Purpose: To combine search query generation and web search chains to gather comprehensive information on a given topic.

full_research_chain = search_question_chain | (lambda x: [{"question": q} for q in x]) | web_search_chain.map()

Components:

  • search_question_chain: Chain to generate search queries.
  • web_search_chain: Chain to search the web and summarize content.

Workflow:

  • Generate Queries: Uses search_question_chain to generate search queries for the input question.
  • Search and Summarize: Uses web_search_chain to search the web and summarize content for each query.

Report Generation Chain

Purpose: To generate a detailed research report based on the gathered information.

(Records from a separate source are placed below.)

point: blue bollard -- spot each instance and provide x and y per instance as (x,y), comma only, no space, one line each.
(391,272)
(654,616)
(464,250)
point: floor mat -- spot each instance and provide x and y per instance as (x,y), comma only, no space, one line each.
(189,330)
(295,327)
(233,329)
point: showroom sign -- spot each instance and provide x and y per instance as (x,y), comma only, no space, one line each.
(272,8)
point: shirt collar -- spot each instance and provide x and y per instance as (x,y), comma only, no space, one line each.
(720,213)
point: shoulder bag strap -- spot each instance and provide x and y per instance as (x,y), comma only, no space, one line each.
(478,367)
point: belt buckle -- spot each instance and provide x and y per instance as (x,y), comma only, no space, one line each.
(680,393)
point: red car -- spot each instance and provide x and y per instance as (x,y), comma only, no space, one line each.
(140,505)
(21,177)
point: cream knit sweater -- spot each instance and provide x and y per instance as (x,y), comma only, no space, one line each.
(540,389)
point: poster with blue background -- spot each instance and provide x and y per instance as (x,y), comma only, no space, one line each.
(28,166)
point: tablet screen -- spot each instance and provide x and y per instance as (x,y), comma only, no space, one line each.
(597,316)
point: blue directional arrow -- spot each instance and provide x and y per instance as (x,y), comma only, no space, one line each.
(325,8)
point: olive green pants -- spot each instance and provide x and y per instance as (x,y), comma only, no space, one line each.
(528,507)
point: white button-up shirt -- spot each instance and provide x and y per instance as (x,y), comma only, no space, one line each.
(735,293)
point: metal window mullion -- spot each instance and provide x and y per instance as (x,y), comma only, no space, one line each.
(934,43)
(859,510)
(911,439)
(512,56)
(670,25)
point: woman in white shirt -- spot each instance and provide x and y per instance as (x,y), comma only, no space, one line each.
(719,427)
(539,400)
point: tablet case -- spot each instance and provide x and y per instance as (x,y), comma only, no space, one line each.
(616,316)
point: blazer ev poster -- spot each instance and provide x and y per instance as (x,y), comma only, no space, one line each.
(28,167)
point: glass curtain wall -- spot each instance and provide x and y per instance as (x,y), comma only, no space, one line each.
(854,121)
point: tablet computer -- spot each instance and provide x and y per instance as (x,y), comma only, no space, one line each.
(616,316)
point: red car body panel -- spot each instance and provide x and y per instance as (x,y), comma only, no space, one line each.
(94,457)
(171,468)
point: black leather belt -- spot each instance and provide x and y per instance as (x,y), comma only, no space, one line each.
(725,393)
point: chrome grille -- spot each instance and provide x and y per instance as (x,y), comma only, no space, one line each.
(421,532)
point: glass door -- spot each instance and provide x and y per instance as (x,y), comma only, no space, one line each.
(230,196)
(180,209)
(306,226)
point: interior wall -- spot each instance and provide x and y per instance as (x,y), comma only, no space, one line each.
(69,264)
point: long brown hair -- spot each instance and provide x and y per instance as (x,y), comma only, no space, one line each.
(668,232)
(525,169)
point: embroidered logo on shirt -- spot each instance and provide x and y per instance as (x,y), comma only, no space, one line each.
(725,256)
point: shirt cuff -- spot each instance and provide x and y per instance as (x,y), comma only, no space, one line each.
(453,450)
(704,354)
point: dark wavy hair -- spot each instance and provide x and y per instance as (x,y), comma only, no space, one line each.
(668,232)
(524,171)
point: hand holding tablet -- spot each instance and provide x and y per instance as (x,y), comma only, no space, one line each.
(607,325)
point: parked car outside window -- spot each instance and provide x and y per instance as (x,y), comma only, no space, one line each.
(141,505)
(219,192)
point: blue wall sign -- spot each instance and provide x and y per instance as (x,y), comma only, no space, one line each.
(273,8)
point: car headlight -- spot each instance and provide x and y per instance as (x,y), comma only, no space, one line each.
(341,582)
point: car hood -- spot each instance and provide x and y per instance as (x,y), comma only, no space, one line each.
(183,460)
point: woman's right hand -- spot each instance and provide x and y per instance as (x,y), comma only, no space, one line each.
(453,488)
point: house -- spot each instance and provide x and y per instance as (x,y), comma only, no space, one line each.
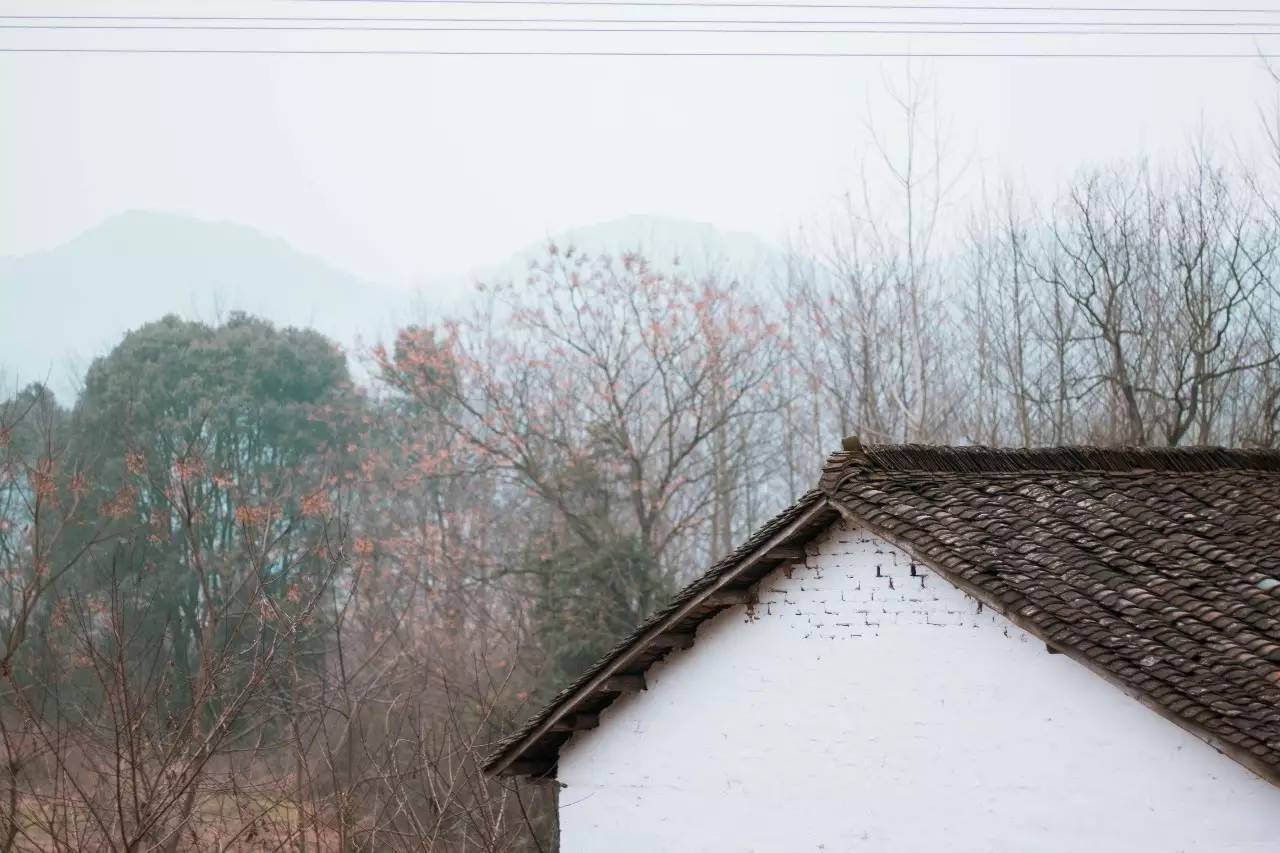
(950,648)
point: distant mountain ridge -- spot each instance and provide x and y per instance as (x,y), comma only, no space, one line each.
(69,304)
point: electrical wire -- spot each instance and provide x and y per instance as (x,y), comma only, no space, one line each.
(652,21)
(636,30)
(741,4)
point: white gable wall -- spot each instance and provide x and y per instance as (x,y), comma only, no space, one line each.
(867,705)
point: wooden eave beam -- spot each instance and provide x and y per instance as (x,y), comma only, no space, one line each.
(529,767)
(624,683)
(1239,755)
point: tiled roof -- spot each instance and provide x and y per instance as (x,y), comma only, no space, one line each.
(1157,569)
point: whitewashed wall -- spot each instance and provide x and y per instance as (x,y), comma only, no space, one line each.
(867,705)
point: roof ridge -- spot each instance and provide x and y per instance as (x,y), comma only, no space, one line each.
(979,459)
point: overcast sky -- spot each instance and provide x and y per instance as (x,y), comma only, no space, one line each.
(406,168)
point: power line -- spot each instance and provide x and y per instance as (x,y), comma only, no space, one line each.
(269,51)
(1237,33)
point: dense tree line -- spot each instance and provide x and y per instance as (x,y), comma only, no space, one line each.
(248,603)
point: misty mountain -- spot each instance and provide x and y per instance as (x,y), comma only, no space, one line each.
(62,308)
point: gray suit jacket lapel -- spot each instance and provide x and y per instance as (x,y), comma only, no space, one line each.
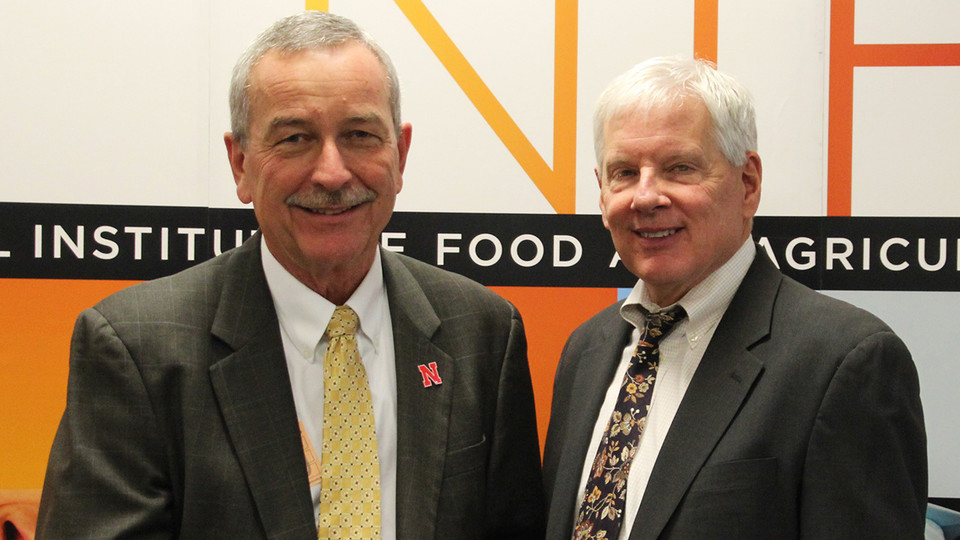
(423,413)
(252,387)
(590,382)
(717,389)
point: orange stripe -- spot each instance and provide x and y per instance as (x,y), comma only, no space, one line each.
(705,23)
(549,315)
(35,328)
(840,118)
(557,186)
(899,55)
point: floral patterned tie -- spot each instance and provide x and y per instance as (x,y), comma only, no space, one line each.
(601,512)
(349,465)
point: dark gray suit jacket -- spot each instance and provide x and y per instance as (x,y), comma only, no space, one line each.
(180,420)
(802,421)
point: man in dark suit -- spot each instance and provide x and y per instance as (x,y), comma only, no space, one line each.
(196,405)
(760,408)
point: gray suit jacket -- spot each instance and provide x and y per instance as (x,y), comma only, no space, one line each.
(802,421)
(180,420)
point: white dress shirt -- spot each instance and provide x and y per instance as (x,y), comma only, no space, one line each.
(680,354)
(303,316)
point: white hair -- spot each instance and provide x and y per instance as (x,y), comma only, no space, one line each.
(310,30)
(663,81)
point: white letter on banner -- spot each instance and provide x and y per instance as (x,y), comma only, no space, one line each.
(105,242)
(886,260)
(497,249)
(577,251)
(386,237)
(60,236)
(138,233)
(191,233)
(515,250)
(811,256)
(833,255)
(442,247)
(765,244)
(922,255)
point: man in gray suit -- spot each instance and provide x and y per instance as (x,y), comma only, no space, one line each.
(766,410)
(195,402)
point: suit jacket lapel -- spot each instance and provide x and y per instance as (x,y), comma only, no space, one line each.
(423,412)
(594,374)
(721,383)
(252,387)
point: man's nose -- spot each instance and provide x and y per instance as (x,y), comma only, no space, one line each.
(648,193)
(330,169)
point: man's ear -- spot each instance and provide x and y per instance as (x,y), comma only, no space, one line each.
(603,208)
(751,177)
(403,147)
(236,155)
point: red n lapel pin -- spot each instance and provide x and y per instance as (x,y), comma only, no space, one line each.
(430,374)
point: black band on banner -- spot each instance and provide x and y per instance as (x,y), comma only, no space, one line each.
(72,241)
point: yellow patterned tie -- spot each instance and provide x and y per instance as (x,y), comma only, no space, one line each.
(350,468)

chain = RunnablePassthrough.assign(
  context = full_research_chain | flatten_list_of_list
) | prompt | ChatOpenAI(model="gpt-3.5-turbo-1106") | StrOutputParser()

Components:

  • WRITER_SYSTEM_PROMPT: System prompt to instruct the AI on writing style and requirements.
  • RESEARCH_REPORT_PROMPT: Prompt to generate the research report.
  • ChatPromptTemplate: Template to structure the prompts.
  • ChatOpenAI: OpenAI's GPT-3.5 model to generate the report.
  • StrOutputParser: Parses the output string into structured format.

Workflow:

  • Prepare Context: Combines the results of full_research_chain into a single context.
  • Generate Report: Uses the combined context and ChatOpenAI to generate a detailed research report.
  • Parse Output: Parses the generated report into a structured format.

Basic Workflow

  1. User Input: The user inputs a topic or question via the Streamlit interface.
  2. Generate Search Queries: search_question_chain generates search queries related to the topic.
  3. Web Search and Summarize: full_research_chain performs web searches based on the generated queries and summarizes the results.
  4. Generate Report: The chain generates a comprehensive research report based on the summarized information.
  5. Display and Download: The generated report is displayed to the user, who can download it as a PDF.